The Jetta’s gear-shifts are chunky and communicative and an experienced wrist will make the tacho-needle bounce off the redline with precision. You could, perhaps, master the Linea’s gearbox if you spend a good few thousand kilometres with it, but fresh off the rack, the Jetta is unbeatable.
Gear-shift quality aside, both cars are evenly matched on power delivery. Both are rev-happy, though not in a Honda way, and both are extremely tractable and equally responsive. The Linea is very torquey; it feels like a diesel, almost — shift into top gear (fifth), and it will cruise at 80 kmph as happily as it will blast past the better side of a speedo indicated 180 kmph. On the downside, the Jetta is quite noisy on the inside — not as much as the diesel, but enough for it to be intrusive — but I suppose driving enthusiasts will enjoy the engine note. The Linea, on the other hand, is fairly hushed on the inside no matter how aggressive you get with the throttle. The Jetta wins, but only because the engine note of a turbo-petrol motor beats listening to Pink Floyd trapped in a USB port that doesn’t work.
Are they sharp enough?
In terms of steering feel, the Linea is miles ahead of the Jetta. Steering feedback is good and the power-assisted steering responds well to quick directional changes, although the super-soft suspension is a bit of a killjoy here. This will earn you brownie points from the in-laws (they will find the Linea very beautiful but will remark, loudly, that their eldest son drives a Maserati Quattro-something in the States), who will be absolutely comfy in the back but might get a bit dizzy given the fairly apparent body roll. It is fully capable of understeering if you enter a corner too hot, but be gentle and the Linea is thoroughly enjoyable around bends — you will like it.
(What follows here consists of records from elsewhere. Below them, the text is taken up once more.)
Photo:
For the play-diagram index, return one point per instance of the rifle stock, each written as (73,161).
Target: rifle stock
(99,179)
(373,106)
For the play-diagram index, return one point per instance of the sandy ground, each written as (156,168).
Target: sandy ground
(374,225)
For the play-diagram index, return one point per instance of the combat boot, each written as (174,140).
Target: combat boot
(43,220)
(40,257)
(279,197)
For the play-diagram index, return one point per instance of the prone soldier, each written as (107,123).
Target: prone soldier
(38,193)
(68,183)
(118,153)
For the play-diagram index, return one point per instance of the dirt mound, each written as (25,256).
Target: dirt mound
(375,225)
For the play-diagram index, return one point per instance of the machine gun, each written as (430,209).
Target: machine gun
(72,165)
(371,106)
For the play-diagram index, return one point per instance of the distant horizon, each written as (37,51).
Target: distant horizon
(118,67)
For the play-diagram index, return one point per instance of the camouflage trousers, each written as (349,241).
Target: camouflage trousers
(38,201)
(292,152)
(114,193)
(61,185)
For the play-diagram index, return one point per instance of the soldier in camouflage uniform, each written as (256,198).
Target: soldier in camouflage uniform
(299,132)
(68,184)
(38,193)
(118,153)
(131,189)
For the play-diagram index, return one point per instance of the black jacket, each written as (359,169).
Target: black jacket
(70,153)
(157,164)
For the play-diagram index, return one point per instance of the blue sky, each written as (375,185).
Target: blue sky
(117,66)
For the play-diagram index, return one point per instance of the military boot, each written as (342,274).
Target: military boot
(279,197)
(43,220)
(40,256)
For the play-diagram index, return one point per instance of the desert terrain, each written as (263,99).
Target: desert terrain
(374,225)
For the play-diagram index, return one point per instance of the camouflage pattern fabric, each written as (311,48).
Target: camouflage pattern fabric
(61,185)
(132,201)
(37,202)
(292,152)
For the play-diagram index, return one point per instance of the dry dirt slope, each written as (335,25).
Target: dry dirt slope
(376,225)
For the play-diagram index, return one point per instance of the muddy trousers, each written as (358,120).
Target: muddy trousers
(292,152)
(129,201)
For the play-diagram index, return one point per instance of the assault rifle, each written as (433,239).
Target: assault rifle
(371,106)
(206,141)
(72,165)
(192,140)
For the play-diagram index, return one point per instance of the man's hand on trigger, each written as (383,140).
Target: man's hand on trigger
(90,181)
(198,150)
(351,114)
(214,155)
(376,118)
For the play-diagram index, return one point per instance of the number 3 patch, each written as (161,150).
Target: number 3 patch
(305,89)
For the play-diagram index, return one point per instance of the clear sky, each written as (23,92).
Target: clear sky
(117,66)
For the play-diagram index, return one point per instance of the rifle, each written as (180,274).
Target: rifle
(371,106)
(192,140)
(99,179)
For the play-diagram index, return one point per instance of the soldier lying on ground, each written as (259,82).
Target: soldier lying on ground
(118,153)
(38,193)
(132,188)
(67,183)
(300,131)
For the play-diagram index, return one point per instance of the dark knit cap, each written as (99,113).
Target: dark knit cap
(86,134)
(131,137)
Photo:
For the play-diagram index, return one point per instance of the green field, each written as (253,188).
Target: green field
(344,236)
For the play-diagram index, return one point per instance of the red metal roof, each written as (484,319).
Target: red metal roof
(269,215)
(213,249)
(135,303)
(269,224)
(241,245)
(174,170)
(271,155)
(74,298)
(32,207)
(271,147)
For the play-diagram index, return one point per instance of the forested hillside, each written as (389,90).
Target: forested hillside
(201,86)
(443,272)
The Jetta’s steering feels a bit ‘electric’ (which, of course, it is) and though it is effortless, it deprives the driver of feedback. Steering response, however, is flawless and you can do silly things with the Jetta and it’ll behave as if nothing happened. The Jetta, in good hands, can be an absolute delight although given its front wheel-driven mechanicals. Both cars, you must note, have a strong fondness for going airborne given the road and the right angles, so with good skills, you can have a lot of fun out there! What the Jetta lacks in terms of feel, it makes up for in tautness, and it’s the other way round for the Linea.
Will people remember them, decades later?
I’m going to have to use a terrible word to answer that one — no. Let’s face it, the first-gen Honda City VTEC was a revered name in India’s enthusiast circles, but most of us today choose to steer clear of it simply because it feels very outdated. The engine is a stonker, but that’s just not enough. While the Linea is a mighty good performer, it’s not going to give you sleepless nights (in a good way) like the Palio 1.6 GTX once did.
That’s because the Palio, when it was launched, was radically different, whereas the Linea feels (and is, probably) like only an evolution of that car. Going by VW’s model evolution pattern, the Jetta will still be around 20 years later, but it will probably be fuelled by leaves, or something equally responsible and boring.
Turbocharging has added to the appeal (and overall efficiency) of these cars, but with fuel prices targetting the tonne mark, a majority of car manufacturers are determinedly migrating to compact, ultra-refined diesel engines. As for your grandchildren, well, they will be too glued to PlayStation16 to be bothered listening to tales about turbo-petrol monsters. “What? You kidding me? You mean, like, they actually used, like, exhaust gases (whatever that means!) to boost power?”